To find the moment of inertia of a circular plate with a uniform mass per unit area, we can use some fundamental principles of physics and calculus. The moment of inertia is a measure of an object's resistance to rotational motion about a given axis. For a circular plate of radius \( r \) and mass per unit area \( \mu \), we can derive the moment of inertia about an axis passing through its center and perpendicular to its plane.

Understanding the Components

First, let's clarify the variables involved:

  • Radius (r): The distance from the center of the plate to its edge.
  • Mass per unit area (μ): This is the mass of the plate divided by its area, typically expressed in kg/m².
  • Moment of Inertia (I): This is what we are trying to calculate, representing how mass is distributed relative to the axis of rotation.

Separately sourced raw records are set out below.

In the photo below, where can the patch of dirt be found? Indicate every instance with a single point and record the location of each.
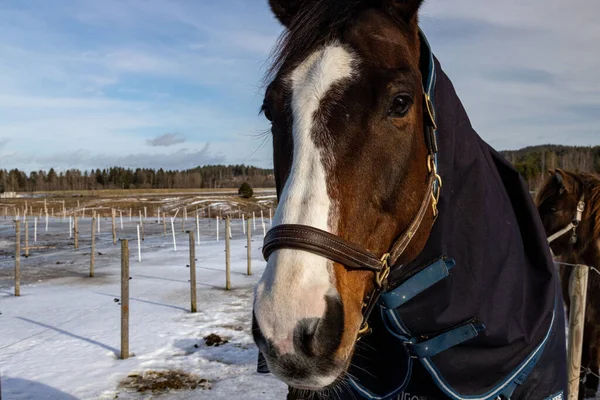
(237, 328)
(214, 340)
(163, 381)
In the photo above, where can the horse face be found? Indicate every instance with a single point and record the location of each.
(557, 202)
(350, 159)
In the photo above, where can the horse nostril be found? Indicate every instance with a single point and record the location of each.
(304, 335)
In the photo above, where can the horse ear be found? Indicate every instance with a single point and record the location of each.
(405, 10)
(285, 10)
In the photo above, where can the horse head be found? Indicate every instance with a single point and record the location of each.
(569, 208)
(348, 113)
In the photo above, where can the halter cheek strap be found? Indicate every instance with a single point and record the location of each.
(573, 225)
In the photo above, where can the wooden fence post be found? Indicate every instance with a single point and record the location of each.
(142, 224)
(249, 237)
(173, 231)
(139, 245)
(114, 216)
(227, 255)
(26, 237)
(198, 226)
(194, 307)
(124, 299)
(578, 290)
(18, 259)
(93, 252)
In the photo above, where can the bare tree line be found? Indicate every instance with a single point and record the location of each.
(211, 176)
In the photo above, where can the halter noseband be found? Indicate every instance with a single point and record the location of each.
(573, 225)
(352, 256)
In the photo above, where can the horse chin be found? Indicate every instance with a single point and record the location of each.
(313, 383)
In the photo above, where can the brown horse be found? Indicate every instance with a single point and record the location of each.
(365, 234)
(557, 202)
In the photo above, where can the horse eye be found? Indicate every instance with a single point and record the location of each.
(400, 105)
(265, 110)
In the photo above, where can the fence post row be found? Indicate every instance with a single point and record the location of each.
(18, 258)
(194, 307)
(93, 252)
(124, 299)
(227, 255)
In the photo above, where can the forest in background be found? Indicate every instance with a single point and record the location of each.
(211, 176)
(532, 162)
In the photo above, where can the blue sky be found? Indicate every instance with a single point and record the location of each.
(175, 84)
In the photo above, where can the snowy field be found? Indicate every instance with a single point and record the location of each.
(61, 338)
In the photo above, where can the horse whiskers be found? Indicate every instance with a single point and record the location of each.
(368, 346)
(362, 369)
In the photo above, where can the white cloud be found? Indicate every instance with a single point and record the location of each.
(166, 140)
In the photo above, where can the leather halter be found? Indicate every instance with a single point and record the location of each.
(573, 225)
(352, 256)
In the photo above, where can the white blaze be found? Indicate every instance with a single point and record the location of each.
(295, 283)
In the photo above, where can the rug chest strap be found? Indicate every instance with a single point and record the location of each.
(443, 341)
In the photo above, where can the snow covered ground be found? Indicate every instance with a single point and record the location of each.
(61, 338)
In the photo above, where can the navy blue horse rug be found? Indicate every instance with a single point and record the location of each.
(478, 314)
(486, 263)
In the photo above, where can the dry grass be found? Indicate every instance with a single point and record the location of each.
(214, 340)
(136, 200)
(163, 381)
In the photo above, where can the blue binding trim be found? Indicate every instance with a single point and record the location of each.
(429, 87)
(418, 283)
(504, 389)
(444, 341)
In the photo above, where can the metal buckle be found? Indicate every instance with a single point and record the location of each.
(383, 274)
(435, 193)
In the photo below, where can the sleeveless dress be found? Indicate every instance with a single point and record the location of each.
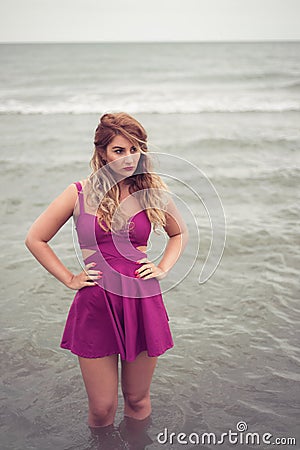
(121, 314)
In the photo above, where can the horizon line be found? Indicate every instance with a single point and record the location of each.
(156, 42)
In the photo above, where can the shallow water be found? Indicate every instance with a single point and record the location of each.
(236, 354)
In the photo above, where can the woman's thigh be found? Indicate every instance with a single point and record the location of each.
(100, 376)
(137, 375)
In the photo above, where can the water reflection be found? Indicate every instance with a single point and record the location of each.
(131, 434)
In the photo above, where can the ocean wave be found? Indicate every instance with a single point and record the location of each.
(167, 106)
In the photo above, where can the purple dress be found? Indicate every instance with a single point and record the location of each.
(121, 314)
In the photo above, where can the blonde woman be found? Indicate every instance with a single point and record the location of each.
(118, 310)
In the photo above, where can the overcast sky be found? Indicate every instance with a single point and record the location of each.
(148, 20)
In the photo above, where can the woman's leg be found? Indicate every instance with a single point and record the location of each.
(136, 380)
(100, 376)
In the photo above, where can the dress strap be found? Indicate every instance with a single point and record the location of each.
(80, 196)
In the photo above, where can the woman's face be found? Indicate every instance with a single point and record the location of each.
(122, 156)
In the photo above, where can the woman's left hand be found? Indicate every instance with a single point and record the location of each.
(149, 270)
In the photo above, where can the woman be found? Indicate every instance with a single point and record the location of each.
(118, 308)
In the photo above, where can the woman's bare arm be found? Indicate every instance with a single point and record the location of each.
(44, 228)
(178, 237)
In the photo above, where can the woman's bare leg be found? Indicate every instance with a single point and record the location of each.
(136, 380)
(100, 376)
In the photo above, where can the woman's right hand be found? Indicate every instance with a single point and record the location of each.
(85, 278)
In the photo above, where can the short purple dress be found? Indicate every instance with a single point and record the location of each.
(122, 314)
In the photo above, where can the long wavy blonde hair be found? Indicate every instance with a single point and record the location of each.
(103, 190)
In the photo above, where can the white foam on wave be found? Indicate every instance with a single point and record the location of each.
(167, 106)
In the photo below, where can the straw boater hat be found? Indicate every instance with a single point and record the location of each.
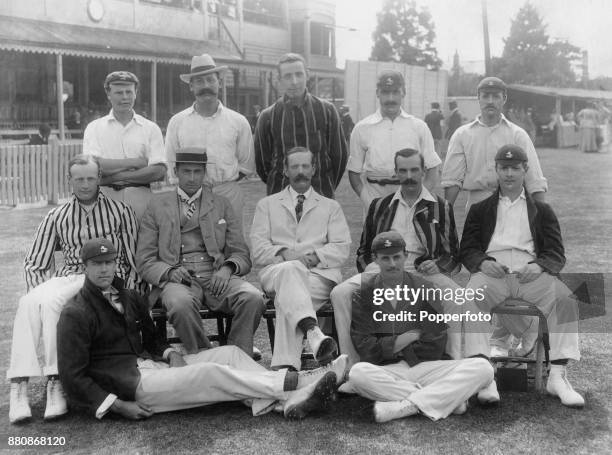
(203, 64)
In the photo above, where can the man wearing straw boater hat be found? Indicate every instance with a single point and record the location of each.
(223, 133)
(129, 147)
(191, 249)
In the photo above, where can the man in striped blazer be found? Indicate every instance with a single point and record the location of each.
(299, 119)
(88, 214)
(427, 224)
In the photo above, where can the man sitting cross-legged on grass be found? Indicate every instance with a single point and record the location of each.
(512, 245)
(403, 366)
(87, 214)
(110, 360)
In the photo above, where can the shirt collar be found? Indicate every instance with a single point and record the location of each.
(220, 108)
(425, 196)
(294, 194)
(99, 198)
(303, 101)
(377, 117)
(188, 199)
(506, 199)
(135, 117)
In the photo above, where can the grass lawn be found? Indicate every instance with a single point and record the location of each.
(580, 191)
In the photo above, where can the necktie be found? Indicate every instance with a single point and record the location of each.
(190, 202)
(299, 207)
(113, 298)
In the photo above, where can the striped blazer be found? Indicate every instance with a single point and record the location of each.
(315, 124)
(434, 223)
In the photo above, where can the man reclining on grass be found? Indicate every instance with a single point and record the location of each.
(109, 359)
(401, 344)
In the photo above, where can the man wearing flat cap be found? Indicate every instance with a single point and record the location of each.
(223, 133)
(129, 147)
(376, 138)
(192, 251)
(111, 360)
(299, 119)
(512, 245)
(403, 367)
(470, 163)
(88, 214)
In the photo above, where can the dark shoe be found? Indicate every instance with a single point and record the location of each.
(314, 397)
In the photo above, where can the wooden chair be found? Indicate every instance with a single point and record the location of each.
(522, 308)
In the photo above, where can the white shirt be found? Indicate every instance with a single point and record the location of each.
(226, 135)
(511, 243)
(403, 220)
(294, 194)
(470, 161)
(107, 138)
(375, 139)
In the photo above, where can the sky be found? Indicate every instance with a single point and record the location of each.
(458, 25)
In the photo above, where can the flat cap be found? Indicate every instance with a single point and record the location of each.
(511, 153)
(389, 242)
(492, 84)
(120, 77)
(390, 79)
(98, 250)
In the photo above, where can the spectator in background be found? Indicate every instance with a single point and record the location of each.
(454, 120)
(588, 119)
(433, 120)
(347, 122)
(42, 138)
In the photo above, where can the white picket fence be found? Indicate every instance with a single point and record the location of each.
(35, 173)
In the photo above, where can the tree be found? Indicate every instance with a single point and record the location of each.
(531, 57)
(461, 83)
(405, 34)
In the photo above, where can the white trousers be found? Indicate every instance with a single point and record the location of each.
(435, 387)
(341, 298)
(36, 318)
(298, 294)
(137, 197)
(233, 192)
(549, 294)
(225, 373)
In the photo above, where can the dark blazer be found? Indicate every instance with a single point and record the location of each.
(434, 223)
(543, 224)
(374, 340)
(97, 346)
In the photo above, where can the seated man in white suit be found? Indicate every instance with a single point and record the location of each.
(301, 239)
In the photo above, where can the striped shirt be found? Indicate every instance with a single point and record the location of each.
(313, 124)
(69, 226)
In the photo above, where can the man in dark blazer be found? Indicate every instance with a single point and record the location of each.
(512, 245)
(427, 223)
(191, 249)
(401, 343)
(111, 361)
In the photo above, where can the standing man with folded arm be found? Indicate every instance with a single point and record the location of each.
(470, 161)
(129, 148)
(299, 119)
(376, 138)
(208, 124)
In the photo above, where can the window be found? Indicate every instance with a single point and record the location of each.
(321, 39)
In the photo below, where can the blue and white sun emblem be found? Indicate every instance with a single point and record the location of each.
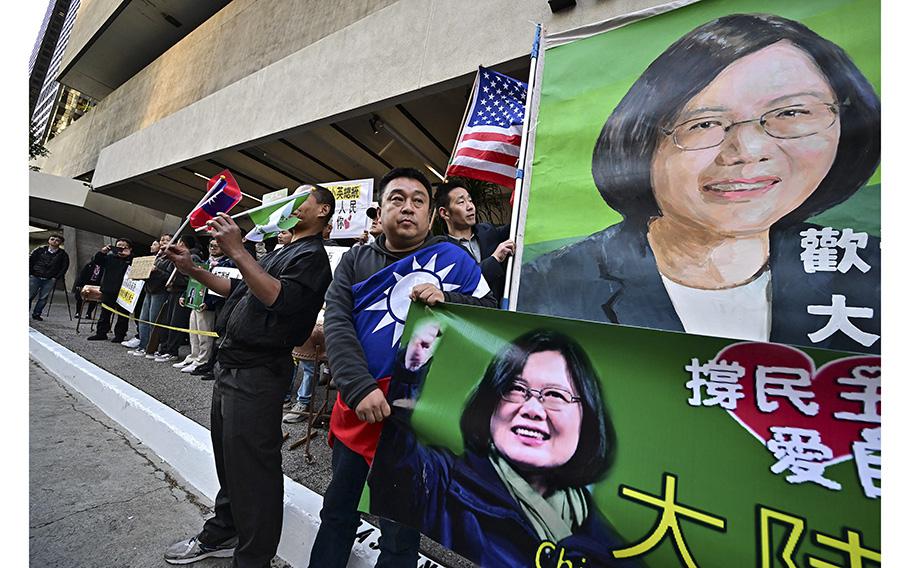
(395, 301)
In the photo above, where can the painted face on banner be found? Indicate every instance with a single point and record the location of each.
(749, 180)
(421, 346)
(530, 434)
(461, 208)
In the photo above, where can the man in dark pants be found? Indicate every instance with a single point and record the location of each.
(265, 315)
(115, 260)
(406, 213)
(45, 265)
(489, 244)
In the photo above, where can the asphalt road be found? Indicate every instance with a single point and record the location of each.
(186, 394)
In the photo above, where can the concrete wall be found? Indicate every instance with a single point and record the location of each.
(226, 83)
(244, 37)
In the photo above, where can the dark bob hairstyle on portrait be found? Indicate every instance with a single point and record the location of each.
(597, 442)
(627, 142)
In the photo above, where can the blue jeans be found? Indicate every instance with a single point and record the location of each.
(398, 544)
(41, 287)
(305, 391)
(150, 308)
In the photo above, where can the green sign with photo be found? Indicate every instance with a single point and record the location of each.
(538, 440)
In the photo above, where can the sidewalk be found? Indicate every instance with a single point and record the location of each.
(97, 497)
(185, 394)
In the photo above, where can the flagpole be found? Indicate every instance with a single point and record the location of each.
(270, 204)
(523, 173)
(186, 222)
(464, 119)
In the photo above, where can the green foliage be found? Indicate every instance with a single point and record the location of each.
(36, 147)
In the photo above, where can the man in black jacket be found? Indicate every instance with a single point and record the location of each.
(406, 213)
(45, 265)
(265, 315)
(489, 244)
(115, 261)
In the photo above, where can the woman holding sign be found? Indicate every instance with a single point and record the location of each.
(732, 138)
(536, 433)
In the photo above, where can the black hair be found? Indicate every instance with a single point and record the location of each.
(624, 150)
(442, 193)
(597, 439)
(411, 173)
(323, 196)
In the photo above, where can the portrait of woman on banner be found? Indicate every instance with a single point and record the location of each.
(536, 434)
(717, 155)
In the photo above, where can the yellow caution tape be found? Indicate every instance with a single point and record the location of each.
(194, 331)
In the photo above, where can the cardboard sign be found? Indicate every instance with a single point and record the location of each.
(352, 198)
(129, 291)
(142, 267)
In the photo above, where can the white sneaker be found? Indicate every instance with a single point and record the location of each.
(298, 413)
(188, 361)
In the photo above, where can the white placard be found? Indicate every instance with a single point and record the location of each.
(129, 291)
(225, 272)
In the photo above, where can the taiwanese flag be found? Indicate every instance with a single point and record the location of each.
(381, 306)
(223, 194)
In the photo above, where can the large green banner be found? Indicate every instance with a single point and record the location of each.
(714, 170)
(526, 440)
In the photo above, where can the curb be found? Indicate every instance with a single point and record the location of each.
(186, 446)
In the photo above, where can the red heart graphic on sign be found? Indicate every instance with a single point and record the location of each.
(769, 361)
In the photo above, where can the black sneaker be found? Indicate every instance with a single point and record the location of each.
(191, 550)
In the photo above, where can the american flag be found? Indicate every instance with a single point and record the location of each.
(490, 139)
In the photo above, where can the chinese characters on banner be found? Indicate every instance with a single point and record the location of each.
(352, 198)
(128, 295)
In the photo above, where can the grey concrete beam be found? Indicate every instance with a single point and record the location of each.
(72, 203)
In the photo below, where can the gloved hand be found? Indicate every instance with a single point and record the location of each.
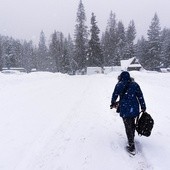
(114, 105)
(111, 106)
(143, 109)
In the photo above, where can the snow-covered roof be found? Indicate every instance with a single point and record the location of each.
(129, 63)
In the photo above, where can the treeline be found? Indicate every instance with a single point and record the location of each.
(88, 48)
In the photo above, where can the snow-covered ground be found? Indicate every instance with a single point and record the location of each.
(59, 122)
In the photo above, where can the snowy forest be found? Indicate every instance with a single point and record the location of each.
(89, 47)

Calculating the Moment of Inertia

The formula for the moment of inertia \( I \) of a thin circular plate about an axis through its center and perpendicular to its plane can be derived using integration. The moment of inertia is given by the integral:

I = ∫ r² dm

Here, \( dm \) is the mass element, and \( r \) is the distance from the axis of rotation. For a circular plate, we can express \( dm \) in terms of the area element \( dA \) and the mass per unit area \( \mu \):

Since \( dm = \mu \cdot dA \), we can rewrite the integral as:

I = ∫ r² (μ dA)

Setting Up the Integral

To evaluate this integral, we can use polar coordinates, where the area element \( dA \) is given by:

dA = r' dr' dθ

Here, \( r' \) is the radial distance from the center, and \( θ \) is the angle. The limits for \( r' \) will be from 0 to \( R \) (the radius of the plate), and for \( θ \) from 0 to \( 2π \).

Evaluating the Integral

Substituting \( dA \) into our moment of inertia equation gives:

I = ∫₀²π ∫₀ᴿ (r')² (μ r' dr' dθ)

Now we can separate the integrals:

I = μ ∫₀²π dθ ∫₀ᴿ (r')³ dr'

The integral over \( θ \) evaluates to \( 2π \), and the integral over \( r' \) is:

∫₀ᴿ (r')³ dr' = \left[ \frac{(r')^4}{4} \right]₀ᴿ = \frac{R^4}{4}

Putting it all together, we have:

I = μ (2π) \left( \frac{R^4}{4} \right) = \frac{μπR^4}{2}

Relating Mass and Area

Next, we need to express the mass \( M \) of the plate in terms of the mass per unit area and the area of the plate:

M = μ \cdot A = μ \cdot πR²

Now, substituting \( μ \) back into our moment of inertia equation:

I = \frac{M}{πR²} \cdot \frac{πR^4}{2} = \frac{1}{2} MR²

Final Result

Thus, the moment of inertia of a circular plate about an axis through its center and perpendicular to its plane is:

I = \frac{1}{2} MR²

This result shows that the moment of inertia depends on both the mass and the square of the radius of the plate. This relationship is crucial in understanding how objects rotate and is widely applicable in various fields of physics and engineering.